On 27 May “Operation Dynamo” got underway, the evacuation of Allied forces from the Dunkirk beachhead. The operation would last into next week, by which time almost 340,000 men would have escaped to England, of whom 139,000 were French. On 28 May Belgium surrendered to Germany and King Leopold was interned. Meanwhile fighting continued in France, and General Charles de Gaulle, in command of the French 4th Armoured Division, forced a German division to retreat at Caumont.
In Caithness, men were responding to the call to join the Local Defence Volunteers (or LDV, which would later be known as the Home Guard). Employers submitted lists of their employees who wished to join to the police. In the case of Wick Post Office Radio Station, it was agreed that these workers would be issued with rifles for use “should the occasion arise”, but because of the nature of their work would otherwise not be expected to participate in general LDV duties.
The John O’Groat Journal reported that the Caithness LDV had already begun operations. Under the command of Captain Ian M’Hardy, the following Platoon Leaders had been appointed: southern and eastern area, Admiral Sir E.S. Alexander-Sinclair, Dunbeath; Wick and district, Commander R.R. Gore Browne Henderson, Bilbster; central and western area, Captain William Reid, Halkirk; Thurso and district, Colonel D. Keith Murray, Thurso; and northern and eastern district, Mr D.M. Mackenzie, John O’Groats Hotel.

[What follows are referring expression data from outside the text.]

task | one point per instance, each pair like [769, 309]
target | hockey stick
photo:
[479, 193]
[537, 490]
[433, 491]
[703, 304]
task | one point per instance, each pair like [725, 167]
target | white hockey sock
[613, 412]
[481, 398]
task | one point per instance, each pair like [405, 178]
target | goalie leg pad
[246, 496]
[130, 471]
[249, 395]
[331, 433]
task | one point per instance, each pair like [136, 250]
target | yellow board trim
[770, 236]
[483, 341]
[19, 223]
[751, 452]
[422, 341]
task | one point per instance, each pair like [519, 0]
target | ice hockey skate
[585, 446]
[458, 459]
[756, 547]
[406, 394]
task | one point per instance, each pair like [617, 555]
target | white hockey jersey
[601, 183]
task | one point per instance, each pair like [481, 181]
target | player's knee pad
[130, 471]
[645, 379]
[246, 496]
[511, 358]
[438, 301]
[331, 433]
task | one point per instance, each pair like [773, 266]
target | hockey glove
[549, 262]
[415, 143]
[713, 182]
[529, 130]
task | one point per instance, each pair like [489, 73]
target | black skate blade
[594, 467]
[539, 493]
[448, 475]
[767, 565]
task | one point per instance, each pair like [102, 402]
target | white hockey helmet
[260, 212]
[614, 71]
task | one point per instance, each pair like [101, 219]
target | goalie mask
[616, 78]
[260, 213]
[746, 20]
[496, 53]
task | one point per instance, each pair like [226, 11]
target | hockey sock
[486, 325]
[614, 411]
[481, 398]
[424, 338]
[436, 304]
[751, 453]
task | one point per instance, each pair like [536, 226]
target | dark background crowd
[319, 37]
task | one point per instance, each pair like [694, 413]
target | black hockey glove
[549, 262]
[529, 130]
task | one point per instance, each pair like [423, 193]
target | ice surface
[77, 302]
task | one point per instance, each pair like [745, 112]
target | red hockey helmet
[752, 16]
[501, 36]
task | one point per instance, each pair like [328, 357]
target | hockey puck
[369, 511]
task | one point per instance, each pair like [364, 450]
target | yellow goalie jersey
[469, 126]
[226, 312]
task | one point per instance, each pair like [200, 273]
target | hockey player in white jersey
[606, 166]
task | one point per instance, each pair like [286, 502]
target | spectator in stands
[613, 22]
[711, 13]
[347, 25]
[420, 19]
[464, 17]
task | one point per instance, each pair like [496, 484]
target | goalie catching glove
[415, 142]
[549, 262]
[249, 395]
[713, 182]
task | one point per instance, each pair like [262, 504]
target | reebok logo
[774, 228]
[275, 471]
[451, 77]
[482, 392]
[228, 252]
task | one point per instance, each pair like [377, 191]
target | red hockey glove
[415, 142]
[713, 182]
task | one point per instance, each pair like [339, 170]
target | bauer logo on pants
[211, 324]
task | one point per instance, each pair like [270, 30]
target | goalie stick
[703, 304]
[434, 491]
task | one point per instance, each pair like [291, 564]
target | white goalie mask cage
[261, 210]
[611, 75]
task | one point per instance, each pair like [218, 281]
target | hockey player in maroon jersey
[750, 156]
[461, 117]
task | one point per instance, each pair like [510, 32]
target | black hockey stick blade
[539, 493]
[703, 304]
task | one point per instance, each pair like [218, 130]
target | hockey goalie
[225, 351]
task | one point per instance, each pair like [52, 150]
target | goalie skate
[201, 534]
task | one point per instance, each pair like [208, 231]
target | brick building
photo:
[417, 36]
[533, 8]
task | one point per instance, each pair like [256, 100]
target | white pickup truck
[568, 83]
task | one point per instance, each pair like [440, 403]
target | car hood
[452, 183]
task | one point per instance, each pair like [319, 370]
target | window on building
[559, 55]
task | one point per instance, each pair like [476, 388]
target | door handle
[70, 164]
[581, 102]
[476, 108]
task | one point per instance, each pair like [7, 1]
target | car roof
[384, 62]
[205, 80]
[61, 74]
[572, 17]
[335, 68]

Instructions were issued to the LDV forces in readiness of a German invasion: soldiers were warned to be on the lookout for poisoned chocolate and cigarettes dropped from the air, and advised that when firing at descending parachutists, “the man will be aimed at and not the parachute”. Arrangements were to be made to have “all sign posts, names of villages, railway stations, etc. taken down and removed”.
The effect of the war on rural life was highlighted this week when the John O’Groat Journal reported that school holidays were to be “scattered” this year, so that “pupils will be free to help the farmers at the in-gathering of the harvest, for which there is expected to be a shortage of labour.” The idea was to have a month’s holiday in July, and then again in September for the “in-gathering of the harvest and the lifting of potatoes”.
Finally, Police Constable George Sinclair of Halkirk recorded that at 11.45 on the night of 5 June a bomb had been dropped on Loch More. It had been reported at 12.05 by John Mackay, gamekeeper at Strathmore, “saying that about fifteen minutes previously an aeroplane, the noise of the engine of which sounded similar to that of a German aeroplane (something like “hoo – hoo – hoo”), had circled above the lodge and had then passed over Loch More, into which a bomb, which exploded with terrific concussion, was dropped”. Fortunately no one was hurt, though two men had been fishing in nearby Loch Beg at the time.